In the first week of June, the average listing price of a new vehicle was $40,566, up nearly $200 from the prior week. The average listing price was 5.5% above last year, and 10.3% above the same week in 2019, Krebs said.
Used car prices are also high because with new cars not moving, trade-ins aren't happening creating a shortage ofused cars. too. The average listing price for a used vehicle was $23,786, up nearly $340 from the prior week, Krebs said. Prices are running 22% above 2020 and 2019 levels, she said.
Why is my vehicle delayed because of chips?
Many automakers have idled factories and stopped making some vehicles altogether so as to ship whatever chips they can get to more in-demand highly profitable vehicles such as pickups and SUVs. Also, GM and Ford Motor Co. are building the vehicles without the chips, then parking them to await the part. Once the chips arrive, those vehicles are put through final assembly and shipped to dealers. But the delay can be weeks.

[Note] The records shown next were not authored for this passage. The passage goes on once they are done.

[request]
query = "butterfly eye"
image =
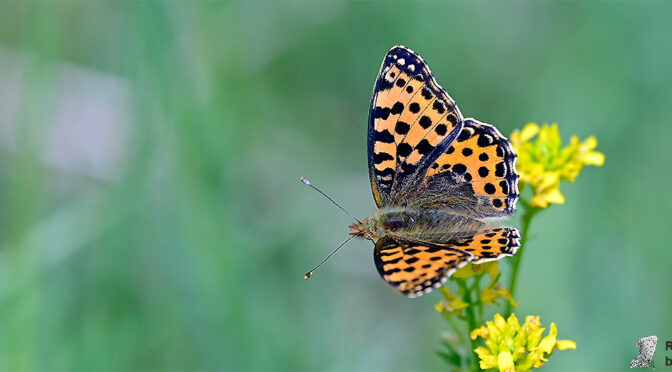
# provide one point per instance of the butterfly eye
(395, 221)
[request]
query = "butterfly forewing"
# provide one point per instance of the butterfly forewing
(410, 116)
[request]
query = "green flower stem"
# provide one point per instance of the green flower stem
(471, 320)
(529, 212)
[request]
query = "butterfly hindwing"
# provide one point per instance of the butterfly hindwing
(410, 115)
(485, 159)
(413, 268)
(490, 245)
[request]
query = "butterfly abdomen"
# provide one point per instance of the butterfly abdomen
(435, 225)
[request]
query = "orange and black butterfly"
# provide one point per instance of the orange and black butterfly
(441, 182)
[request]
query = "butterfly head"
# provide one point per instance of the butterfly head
(367, 229)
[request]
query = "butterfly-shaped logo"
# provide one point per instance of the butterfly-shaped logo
(441, 182)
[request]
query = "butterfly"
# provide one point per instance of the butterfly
(442, 183)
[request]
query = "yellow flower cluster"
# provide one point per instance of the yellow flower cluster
(512, 347)
(544, 163)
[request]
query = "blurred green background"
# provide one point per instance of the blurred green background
(151, 215)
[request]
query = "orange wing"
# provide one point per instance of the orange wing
(483, 158)
(414, 269)
(490, 245)
(410, 115)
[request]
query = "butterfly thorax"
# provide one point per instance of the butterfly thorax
(431, 225)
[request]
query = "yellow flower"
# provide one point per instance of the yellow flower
(542, 164)
(512, 347)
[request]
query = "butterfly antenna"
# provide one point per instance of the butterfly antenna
(310, 273)
(305, 180)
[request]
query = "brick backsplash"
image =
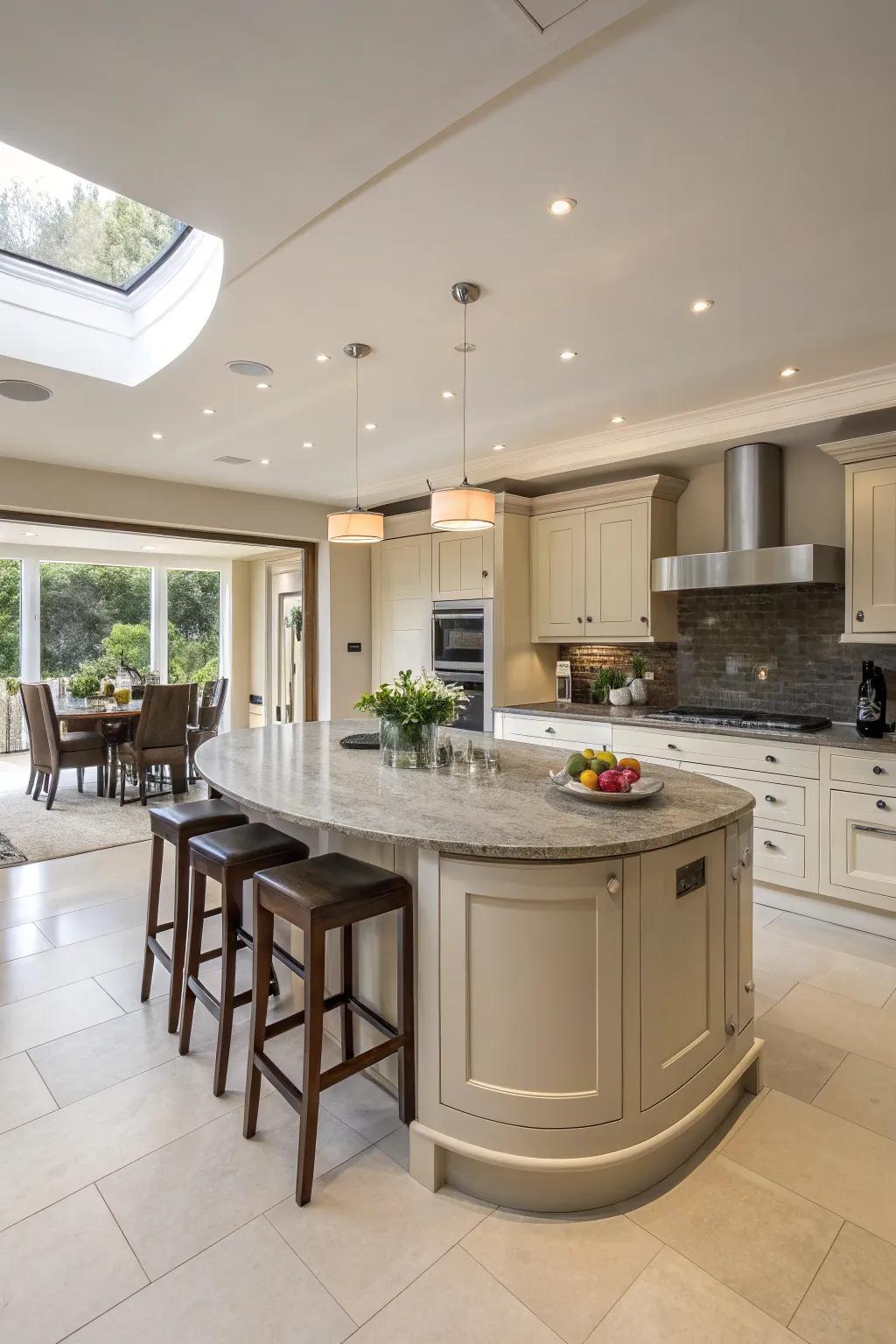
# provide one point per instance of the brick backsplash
(754, 648)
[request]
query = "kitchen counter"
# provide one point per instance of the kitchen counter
(584, 982)
(837, 735)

In the meantime, supply of new vehicles is at an all-time low, Krebs said. Used supply is slowly rising due to a slowing sales pace. These trends likely will continue over the coming weeks since there is little that could change the current situation, Krebs said.
What sorts of things are chips used for in vehicles?
Cars use the chips in a variety of electronics systems. One car part could use 500 to 1,500 chips depending on the complexity of the part.
How long will the chip shortage last?
Cisco CEO Chuck Robbins told the BBC in late April: "We think we've got another six months to get through the short term. The providers are building out more capacity. And that'll get better and better over the next 12 to 18 months."
How are the automakers adjusting, or not adjusting?
In the short term, automakers have been cutting the production of vehicles like cars that are not as much in demand and not as profitable as pickups and SUVs, so as to redirect chips from cars into the money-making vehicles.
They also are building vehicles and parking them until chips become available.
Long term, automakers are examining their supply chains. The just-in-time-inventory system that they took from Toyota may be revamped some with critical parts like chips, Krebs said.
The chipmakers are trying to boost production and are looking at – and some committing to – building more capacity, including in the U.S.
The Biden administration has also assigned a task force to study the chips' supply chain. The U.S. Senate has voted 68-32 in favor of legislation intended to battle back against overseas competition, especially a growing threat from China, including investing more than $50 billion into the making of semiconductors.
Looking forward, automakers, suppliers and government officials are looking at EVs and where batteries and other parts come from as they push for North American production.
"The chip shortage demonstrated our exposure to a limited domestic production capacity to the point where it has turned into an issue of national security," McCabe said. "Each major global market is now getting full support from their governments for a combination of domestic and redundant supply streams. Expect to see many new, smaller chip producers, scale up to help mitigate the issue in the future — with government money supporting the efforts."
McCabe said carmakers are likely to become more vertically integrated in chip production, taking direct responsibility for multi-year, high-volume contracts to make sure there are no future capacity constraints. Volkswagen has already indicated this direction.
As most carmakers including Ford and GM move toward electric vehicles, the need for high volume, and more complex chips will help shape the global chip manufacturing landscape, McCabe said.